Of course, as school holidays are almost upon us, I am trying to prepare myself for the most annoying of footpath-hoggers. Visiting tourists and leisurely shoppers, out for a day in the big city. Pottering along the footpaths, occasionally stopping dead in their tracks to work out where they actually are, causing unsuspecting workers to ram into mum, dad and the kids, clad in their big-city-clothes. I do realise (of course) that this makes me sound terribly patronizing – but time for some of us is at a premium. I rarely leave my office during the day anyway, but as a rule I never venture out during school holidays.
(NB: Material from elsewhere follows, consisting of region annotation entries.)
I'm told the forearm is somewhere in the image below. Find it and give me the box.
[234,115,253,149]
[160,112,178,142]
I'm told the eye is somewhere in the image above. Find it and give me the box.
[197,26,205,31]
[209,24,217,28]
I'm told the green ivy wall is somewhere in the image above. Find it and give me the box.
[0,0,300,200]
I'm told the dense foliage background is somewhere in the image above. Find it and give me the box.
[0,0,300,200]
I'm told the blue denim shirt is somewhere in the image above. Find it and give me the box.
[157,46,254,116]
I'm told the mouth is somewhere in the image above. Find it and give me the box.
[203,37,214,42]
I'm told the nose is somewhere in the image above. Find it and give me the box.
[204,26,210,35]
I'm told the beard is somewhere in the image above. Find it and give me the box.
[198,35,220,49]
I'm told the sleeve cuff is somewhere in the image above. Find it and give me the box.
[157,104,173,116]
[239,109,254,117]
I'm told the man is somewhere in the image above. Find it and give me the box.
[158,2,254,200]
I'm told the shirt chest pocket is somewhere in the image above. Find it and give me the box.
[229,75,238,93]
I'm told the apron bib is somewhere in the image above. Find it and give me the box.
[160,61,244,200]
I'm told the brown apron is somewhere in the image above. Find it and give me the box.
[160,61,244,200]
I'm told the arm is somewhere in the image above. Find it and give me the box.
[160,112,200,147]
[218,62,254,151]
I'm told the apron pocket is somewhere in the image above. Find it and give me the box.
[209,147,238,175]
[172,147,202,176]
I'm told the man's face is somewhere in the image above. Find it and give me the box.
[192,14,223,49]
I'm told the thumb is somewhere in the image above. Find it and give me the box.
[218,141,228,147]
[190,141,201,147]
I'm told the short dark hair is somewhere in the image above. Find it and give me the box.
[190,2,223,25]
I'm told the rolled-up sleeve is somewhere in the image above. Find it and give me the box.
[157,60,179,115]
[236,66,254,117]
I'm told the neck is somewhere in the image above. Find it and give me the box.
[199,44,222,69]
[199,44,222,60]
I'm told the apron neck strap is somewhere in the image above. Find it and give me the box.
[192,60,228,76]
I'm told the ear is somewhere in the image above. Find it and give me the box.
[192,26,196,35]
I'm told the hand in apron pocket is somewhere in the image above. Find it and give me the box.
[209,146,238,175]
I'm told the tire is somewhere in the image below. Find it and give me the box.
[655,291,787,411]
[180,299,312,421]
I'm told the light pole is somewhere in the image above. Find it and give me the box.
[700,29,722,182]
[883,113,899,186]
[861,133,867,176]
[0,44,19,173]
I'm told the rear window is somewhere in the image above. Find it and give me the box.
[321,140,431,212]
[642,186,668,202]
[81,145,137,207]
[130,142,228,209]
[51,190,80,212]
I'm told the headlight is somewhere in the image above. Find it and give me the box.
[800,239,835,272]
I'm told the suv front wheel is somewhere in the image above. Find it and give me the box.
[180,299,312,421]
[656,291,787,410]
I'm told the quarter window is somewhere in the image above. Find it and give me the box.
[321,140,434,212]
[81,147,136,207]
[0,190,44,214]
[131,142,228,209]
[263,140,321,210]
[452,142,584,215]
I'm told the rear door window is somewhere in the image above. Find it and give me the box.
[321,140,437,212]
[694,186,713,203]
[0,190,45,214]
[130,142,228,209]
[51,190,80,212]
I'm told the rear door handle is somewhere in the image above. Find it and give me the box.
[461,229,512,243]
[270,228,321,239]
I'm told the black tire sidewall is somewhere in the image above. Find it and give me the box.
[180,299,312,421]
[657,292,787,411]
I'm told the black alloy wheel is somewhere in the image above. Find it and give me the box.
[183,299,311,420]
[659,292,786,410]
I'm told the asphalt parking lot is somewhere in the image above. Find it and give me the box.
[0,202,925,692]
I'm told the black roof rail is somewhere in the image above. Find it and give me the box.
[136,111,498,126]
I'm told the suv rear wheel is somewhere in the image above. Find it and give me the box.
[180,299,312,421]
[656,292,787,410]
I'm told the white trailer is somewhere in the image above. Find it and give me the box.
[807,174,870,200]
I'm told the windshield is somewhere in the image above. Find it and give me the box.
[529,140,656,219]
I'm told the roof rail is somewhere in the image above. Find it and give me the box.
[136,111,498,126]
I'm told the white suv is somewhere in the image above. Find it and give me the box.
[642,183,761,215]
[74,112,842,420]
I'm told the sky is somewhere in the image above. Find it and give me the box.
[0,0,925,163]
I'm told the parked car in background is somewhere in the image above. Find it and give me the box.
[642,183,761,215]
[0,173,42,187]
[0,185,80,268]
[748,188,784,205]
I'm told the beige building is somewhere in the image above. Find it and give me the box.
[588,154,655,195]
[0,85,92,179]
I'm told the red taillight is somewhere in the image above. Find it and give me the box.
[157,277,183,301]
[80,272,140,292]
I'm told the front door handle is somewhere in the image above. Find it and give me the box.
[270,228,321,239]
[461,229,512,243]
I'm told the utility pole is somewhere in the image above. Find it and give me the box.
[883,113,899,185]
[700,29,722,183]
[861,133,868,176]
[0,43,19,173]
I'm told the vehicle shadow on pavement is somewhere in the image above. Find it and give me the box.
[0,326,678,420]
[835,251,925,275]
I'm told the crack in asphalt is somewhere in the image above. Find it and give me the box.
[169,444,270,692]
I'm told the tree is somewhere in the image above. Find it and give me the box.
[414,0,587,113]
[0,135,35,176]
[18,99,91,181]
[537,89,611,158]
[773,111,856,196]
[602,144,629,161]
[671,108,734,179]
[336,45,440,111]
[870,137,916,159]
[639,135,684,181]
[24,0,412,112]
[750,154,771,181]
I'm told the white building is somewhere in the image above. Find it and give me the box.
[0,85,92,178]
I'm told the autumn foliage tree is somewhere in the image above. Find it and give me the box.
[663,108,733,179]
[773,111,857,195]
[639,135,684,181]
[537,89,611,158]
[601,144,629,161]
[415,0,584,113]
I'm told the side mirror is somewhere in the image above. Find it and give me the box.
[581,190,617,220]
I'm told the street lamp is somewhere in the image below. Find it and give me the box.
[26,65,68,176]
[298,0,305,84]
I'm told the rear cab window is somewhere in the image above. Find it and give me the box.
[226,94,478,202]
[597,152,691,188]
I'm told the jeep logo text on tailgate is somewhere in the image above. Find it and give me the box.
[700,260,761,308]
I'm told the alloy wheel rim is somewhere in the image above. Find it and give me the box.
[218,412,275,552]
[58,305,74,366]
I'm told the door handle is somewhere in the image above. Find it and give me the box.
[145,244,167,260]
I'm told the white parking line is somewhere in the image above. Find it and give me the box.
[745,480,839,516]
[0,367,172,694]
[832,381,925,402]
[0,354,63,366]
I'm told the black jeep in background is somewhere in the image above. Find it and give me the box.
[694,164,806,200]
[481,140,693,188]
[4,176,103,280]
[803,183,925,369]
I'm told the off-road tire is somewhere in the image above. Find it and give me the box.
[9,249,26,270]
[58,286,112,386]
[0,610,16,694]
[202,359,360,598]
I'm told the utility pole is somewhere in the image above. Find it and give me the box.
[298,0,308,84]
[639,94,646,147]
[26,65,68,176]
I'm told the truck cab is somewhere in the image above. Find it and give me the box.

Finally (for the moment anyway!) my final annoyance is one which will soon be a thing of the past. I have written before about the tedious bus journey to and from my workplace in the city each day. This in itself is a source of angst. I live only 4kms from the city but peak hour traffic means my journey (via express bus) each way is anything from 40 – 60 minutes. Most travelers are regulars. Soberly (and somberly) going through the daily ritual and as impatient as I am for the journey to end. But… then there are the others. Amateurs, bus-catching ingénues or perhaps just selfish, ignorant SOBs. They amble on board then pull out their wallets. They then discover they only have a $50 note to pay the $2.90 fare. Causing the driver to dig around for sufficient change or count it out in $1 coins! Fortunately these serial pests have annoyed enough people that most express buses are becoming prepaid-only buses. Interestingly, the public outcry didn’t last long. I am obviously not the only one frustrated by the delays caused by the disorganized or the selfish.

I have a friend who is a dawdler. She is sometimes stunned at my impatience and surprised that I worry about things that might only amount to a few minutes’ delay. And it is true. A minute or two is not (often) life or death. While I know I am overly anxious about time – always have been and always will be – this is not solely the source of my frustration. Much of my anger arises from people’s lack of regard for others. We do not exist in isolation. Instead we subsist in a bustling world of people bouncing off one another. Where we are all busy, frantic with too much to do in too little a time. We shouldn’t be making it harder for each other. We should be trying to help each other out. Making it a bit easier for the drone next to us to make it through the day.